A blog post by John Shirley, posted in full because he doesn’t use permalinks:
A recent AP article was headlined “7 Million Americans in arms of the Law”. Marc Mauer of the Sentencing Project was quoted: “Misguided policies that create harsher sentences for nonviolent drug offenses are disproportionately responsible for the increasing rates…”
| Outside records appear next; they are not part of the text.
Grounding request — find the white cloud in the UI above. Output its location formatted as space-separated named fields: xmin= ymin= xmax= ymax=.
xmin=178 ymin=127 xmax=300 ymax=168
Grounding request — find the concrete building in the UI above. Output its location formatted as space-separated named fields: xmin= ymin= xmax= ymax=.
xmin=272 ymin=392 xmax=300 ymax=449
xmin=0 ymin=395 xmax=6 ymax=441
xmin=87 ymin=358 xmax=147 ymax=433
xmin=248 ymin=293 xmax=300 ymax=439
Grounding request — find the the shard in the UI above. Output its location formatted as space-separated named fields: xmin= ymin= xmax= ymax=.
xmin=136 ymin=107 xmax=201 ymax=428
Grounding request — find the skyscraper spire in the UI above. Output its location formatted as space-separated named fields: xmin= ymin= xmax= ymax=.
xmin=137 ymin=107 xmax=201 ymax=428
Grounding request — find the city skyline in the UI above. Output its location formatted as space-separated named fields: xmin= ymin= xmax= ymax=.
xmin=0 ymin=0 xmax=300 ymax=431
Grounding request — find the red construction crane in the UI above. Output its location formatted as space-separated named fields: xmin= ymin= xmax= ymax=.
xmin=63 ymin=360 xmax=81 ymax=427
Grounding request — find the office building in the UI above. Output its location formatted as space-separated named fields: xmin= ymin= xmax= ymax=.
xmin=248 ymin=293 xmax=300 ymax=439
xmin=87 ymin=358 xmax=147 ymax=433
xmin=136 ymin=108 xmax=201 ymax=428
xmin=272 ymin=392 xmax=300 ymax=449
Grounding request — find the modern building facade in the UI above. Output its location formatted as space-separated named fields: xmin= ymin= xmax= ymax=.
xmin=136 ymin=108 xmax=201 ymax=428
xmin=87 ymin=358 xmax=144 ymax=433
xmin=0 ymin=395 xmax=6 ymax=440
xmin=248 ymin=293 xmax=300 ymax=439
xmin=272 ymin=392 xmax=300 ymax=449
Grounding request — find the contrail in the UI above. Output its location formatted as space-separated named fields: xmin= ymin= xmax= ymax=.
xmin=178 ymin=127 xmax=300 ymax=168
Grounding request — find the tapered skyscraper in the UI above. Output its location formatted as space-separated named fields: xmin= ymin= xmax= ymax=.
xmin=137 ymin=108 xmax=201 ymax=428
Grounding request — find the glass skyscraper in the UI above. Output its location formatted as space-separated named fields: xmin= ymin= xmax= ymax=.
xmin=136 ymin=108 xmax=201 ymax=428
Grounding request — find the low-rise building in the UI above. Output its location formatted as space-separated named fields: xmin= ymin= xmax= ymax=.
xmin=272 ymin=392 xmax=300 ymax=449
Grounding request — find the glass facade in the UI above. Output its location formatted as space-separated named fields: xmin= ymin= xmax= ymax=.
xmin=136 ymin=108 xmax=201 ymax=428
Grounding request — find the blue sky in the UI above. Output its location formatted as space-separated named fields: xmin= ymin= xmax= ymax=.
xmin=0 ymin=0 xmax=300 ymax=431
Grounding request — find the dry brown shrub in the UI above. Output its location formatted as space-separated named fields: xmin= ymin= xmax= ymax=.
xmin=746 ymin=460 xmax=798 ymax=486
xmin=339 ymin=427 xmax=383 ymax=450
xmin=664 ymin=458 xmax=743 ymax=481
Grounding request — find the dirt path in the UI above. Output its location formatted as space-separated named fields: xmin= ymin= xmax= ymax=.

Amphetamine addiction is epidemic, crack addiction still festers, heroin addiction persists, alcoholism is always with us. Yet most drug addicts actually don’t want to be drug addicts. They’re stuck. Real rehab, something that works, is hard to come by. 12-Step groups help, but in the real world, hard-core addicts need longterm in-patient rehabilitation. Time clean is an essential treatment for drug addiction, and most addicts–especially amphetamine, heroin and crack addicts– need an extended period in a locked facility to get that clean time. There are a few programs like Moving Addicted Mothers Ahead, at the Haight Ashbury Free Clinic, that help addicts for free–and M.A.M.A. is particularly valuable, since helping an addict mother break the cycle helps her children and grandchildren too. But there are too few such programs, with too few beds.
I recently called around for a friend who is an addict, looking for long-term in-patient rehabilitation. There are plenty of extravagantly priced programs. Five to eight thousand dollars for thirty days is typical for those who were “moderately” priced, and thirty days isn’t enough. For people without enough cash, or insurance, there is almost no recourse. And most drug addicts, of course, live in poverty. Yes, the poverty that puts serious rehab out of reach is often the result of their addiction–but pointing out that it’s “all their fault” isn’t going to help society with the costs of drug-related crime and homelessness.
Many homeless are just the poor, often hardworking poor, who fell through the cracks of a callous system–but many others are drug addicts, alcoholics, or both. Homeless addicts cost communities millions of dollars in court costs, jailing costs, emergency room costs, policing costs. When they’re offered help, it’s usually piece meal, outpatient, and not something the addict can count on. They know they need the in-patient time. They know that a locked facility is what is going to work for them. And they know it’s not available. There is a long waiting list for the few free rehab programs. Many addicts are unlikely to be organized enough to get on the waiting list and monitor their access to rehab facilities. But offer them a quick entry into long-term rehab and a great many of them will take it, and gratefully. If we do the spadework, we can make them that offer.
Ask city managers and supervisors why there isn’t more easy access to free rehabilitation, they’ll say there is no way to pay for it. It’s not in the budget. But not making rehab a budget priority is itself financial mismanagement. We can save money, in the long run, by investing in the creation of new and extensive state, county, and city operated free rehabilitation for our thousands of indigent drug addicts and alcoholics. We need these facilities and we need lots of them. We can uproot homelessness, for many people, before it entwines their lives; we can head habitual drug addicts off before they become habitual criminals. We can save society millions of dollars by offering free rehabilitation to the poor–to the people society’s neglect has made so vulnerable to the despair that fosters drug addiction.